EUR/USD posted sharp losses last week, falling close to 1.0%. There are 8 events on the schedule. Here is an outlook at the highlights and an updated technical analysis for EUR/USD.
The ECB held the course on interest rates, with the main refinancing rate remaining at 0.0%. However, Mario Draghi dampened sentiment towards the euro, when he said that the ECB planned to ease policy at a later date. The manufacturing sector continues to contract in Germany and the eurozone, which recorded PMI readings of 43.1 and 46.4, respectively. The services PMIs in Germany and Europe were much stronger, indicating expansion. The German PMI came in at 55.4 and the Eurozone PMI was almost unchanged at 53.3.
In the U.S., durable goods orders rebounded in June. The headline reading gained 2.0%, crushing the estimate of 0.8%. Core durable goods orders jumped 1.2%, easily beating the estimate of 0.2%. The week wrapped up with Advance GDP for Q2, which dropped to 2.1%. Still, this beat the estimate of 1.8%. The markets are eyeing the Federal Reserve, with the CME Group pricing a rate cut at 78%. This would mark the first rate cut since 2008.
EUR/USD daily chart with support and resistance lines on it.
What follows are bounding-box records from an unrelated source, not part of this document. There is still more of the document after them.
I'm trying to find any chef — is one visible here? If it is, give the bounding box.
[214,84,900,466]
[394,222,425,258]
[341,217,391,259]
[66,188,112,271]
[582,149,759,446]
Click to enlarge:
- Spanish Flash CPI: Monday, 7:00. CPI slipped to 0.4% in June, its lowest gain since September 2016. The June forecast stands at 0.6%.
- French Flash GDP: Tuesday, 5:30. The French economy has grown by a weak 0.3% in the past two quarters, and no change is expected in Q2.
- German GfK Consumer Climate: Tuesday, 6:00. The index has been weakening, pointed to a drop in consumer confidence in the eurozone’s largest economy. The index dropped to 9.8 in June, and is expected to fall to 9.7 in July.
- German Preliminary CPI: All Day. CPI has managed to crack above 0.5% only once in the past year, as inflation remains at low levels. The June release came in at 0.3%, and investors are keeping a close eye on July’s numbers.
- German Retail Sales: Wednesday, 6:00. The indicator has reeled off three straight declines, as the German consumer is holding tight to her purse strings. The markets are expecting better news in July, with an estimate of 0.2%.
- Spanish Flash GDP: Wednesday, 7:00. The fourth-largest economy in the eurozone grew by 0.7% in Q1, just above the estimate of 0.6%. The forecast remains at 0.6% for the Q2 release.
- Eurozone Inflation: Wednesday, 9:00. CPI Flash Estimate remained at 1.2% in June, matching the estimate. The forecast for July stands at 1.0%. The core reading improved to 1.1%, and the July estimate is 1.0%.
- Manufacturing PMIs: Thursday, 7:15 for Spain, 7:45 for Italy, final French figure at 7:50, final German one at 7:55, and final euro-zone number at 8:00. Spain and Italy both reported a contraction in manufacturing, with readings of 48.1 and 48.0, respectively. The French figure came in at 50.0, which separates contraction from expansion. The German PMI fell to 43.1, while the eurozone PMI dipped to 46.4.
EUR/USD Technical analysis
Technical lines from top to bottom:
1.1515 was a high point at the end of January. 1.1435 was a low point at the beginning of February.
1.1390 was a stepping stone on the way up in late January and capped EUR/USD earlier.
1.1345 is next. 1.1290 has some breathing room after EUR/USD sustained sharp losses last week.
Close by, 1.1270 was a double-bottom in December 2018.
1.1215 is the next resistance line.
1.1119 (mentioned last week) was tested in support for the first time since late May.
1.1025 was a cap back in May 2017.
1.0950 is next.
1.0829 is the final support line for now.
I remain bearish on EUR/USD
The U.S. dollar enjoyed broad gains last week and sent the euro to its lowest level since early May. With the eurozone grappling with weak growth and inflation, the euro will have a tough time holding its own against the strong U.S. dollar.